Sixty years ago this month, Little Rock voters decided by an almost 3-to-1 margin to keep closed all of the city’s public high schools rather than desegregate them. For an entire school year the city had no functioning public high schools at all. Teachers sat in empty classrooms while many students went without any access to an education.

Sixty years ago this month, the Arkansas General Assembly convened a special session to pass a whole raft of prosegregation legislation. Act 4 allowed the governor to close any school district that was under threat of integration. Act 5 allowed student funding to be transferred from closed public schools to private schools. Act 6 allowed students to transfer from a closed public school to a private school. Act 7 gave white students the right not to be taught in a classroom with black students. Act 10 ordered all public school teachers to disclose any group memberships.
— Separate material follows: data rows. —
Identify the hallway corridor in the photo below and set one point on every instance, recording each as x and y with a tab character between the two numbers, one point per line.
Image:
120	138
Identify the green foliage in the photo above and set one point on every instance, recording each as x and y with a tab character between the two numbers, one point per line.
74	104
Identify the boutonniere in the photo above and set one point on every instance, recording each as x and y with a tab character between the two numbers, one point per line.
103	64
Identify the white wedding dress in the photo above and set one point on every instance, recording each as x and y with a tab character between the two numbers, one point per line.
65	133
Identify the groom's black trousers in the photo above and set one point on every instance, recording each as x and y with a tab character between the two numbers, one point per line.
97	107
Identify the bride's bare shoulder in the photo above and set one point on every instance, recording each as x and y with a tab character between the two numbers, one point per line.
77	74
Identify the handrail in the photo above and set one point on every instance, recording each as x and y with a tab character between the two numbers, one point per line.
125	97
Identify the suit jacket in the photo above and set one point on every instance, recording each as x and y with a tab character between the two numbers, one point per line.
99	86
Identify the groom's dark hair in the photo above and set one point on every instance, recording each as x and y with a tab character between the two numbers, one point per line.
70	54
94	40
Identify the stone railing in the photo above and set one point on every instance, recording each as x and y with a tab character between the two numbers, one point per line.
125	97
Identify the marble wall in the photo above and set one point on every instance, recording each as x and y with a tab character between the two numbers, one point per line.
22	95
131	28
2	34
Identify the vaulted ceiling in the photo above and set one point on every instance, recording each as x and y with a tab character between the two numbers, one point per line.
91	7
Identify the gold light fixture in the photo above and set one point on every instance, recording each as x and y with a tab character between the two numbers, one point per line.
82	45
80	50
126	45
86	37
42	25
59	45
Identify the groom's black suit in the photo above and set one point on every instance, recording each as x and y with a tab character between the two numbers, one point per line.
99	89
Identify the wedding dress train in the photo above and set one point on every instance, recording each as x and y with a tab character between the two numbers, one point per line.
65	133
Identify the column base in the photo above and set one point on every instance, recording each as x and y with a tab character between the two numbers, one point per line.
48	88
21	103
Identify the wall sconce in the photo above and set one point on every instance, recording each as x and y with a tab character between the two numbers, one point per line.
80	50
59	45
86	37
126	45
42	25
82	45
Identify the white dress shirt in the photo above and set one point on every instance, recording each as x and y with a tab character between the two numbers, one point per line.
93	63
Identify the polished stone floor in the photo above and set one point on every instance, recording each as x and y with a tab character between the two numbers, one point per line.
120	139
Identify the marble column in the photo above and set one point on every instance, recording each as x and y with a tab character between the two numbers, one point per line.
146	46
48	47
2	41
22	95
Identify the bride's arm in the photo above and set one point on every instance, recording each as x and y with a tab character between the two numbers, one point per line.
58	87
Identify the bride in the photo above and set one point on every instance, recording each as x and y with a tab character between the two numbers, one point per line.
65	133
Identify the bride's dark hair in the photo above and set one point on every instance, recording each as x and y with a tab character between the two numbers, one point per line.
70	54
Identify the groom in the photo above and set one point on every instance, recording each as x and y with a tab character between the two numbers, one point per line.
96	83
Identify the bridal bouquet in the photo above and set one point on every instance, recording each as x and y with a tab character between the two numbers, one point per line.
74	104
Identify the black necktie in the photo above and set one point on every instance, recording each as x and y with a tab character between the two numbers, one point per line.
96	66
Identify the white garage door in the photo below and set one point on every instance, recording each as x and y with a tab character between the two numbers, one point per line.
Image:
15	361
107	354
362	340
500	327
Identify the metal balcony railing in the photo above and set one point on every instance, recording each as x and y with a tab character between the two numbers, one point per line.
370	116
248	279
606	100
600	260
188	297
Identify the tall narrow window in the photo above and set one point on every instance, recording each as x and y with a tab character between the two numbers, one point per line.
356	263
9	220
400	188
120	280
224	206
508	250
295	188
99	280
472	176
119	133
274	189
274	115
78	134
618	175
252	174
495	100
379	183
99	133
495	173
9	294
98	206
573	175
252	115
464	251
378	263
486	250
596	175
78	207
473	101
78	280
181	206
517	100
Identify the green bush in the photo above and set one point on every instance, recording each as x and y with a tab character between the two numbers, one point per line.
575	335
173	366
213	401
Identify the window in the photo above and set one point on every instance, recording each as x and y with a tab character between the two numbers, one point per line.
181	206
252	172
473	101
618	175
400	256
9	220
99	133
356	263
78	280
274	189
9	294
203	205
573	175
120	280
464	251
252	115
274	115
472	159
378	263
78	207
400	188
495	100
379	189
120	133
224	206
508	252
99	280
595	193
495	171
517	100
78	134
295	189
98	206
Sixty years ago this month, the Arkansas General Assembly convened a special session to pass a whole raft of prosegregation legislation. Act 10, introduced by Attorney General Bruce Bennett, ordered all public school teachers to disclose group memberships. The intent was to harass and intimidate members of the National Association for the Advancement of Colored People, which the state blamed for school desegregation. Some teachers refused to divulge the information. These included Little Rock teachers B. T. Shelton and J. O. Powell, as well as University of Arkansas professor Max Carr.

Sixty years ago this month, the Arkansas General Assembly convened a special session to pass a whole raft of prosegregation legislation. Act 17 created new punishments for disturbing the peace in a public place, an express attempt to circumvent any sit-in demonstrations in the state. Although the lunch counter sit-ins did not sweep across the South until early 1960, there had been several isolated attempts at such demonstrations in Kansas and Oklahoma in the summer of 1958. Little Rock’s first sit-ins came in March 1960 led by Philander Smith students.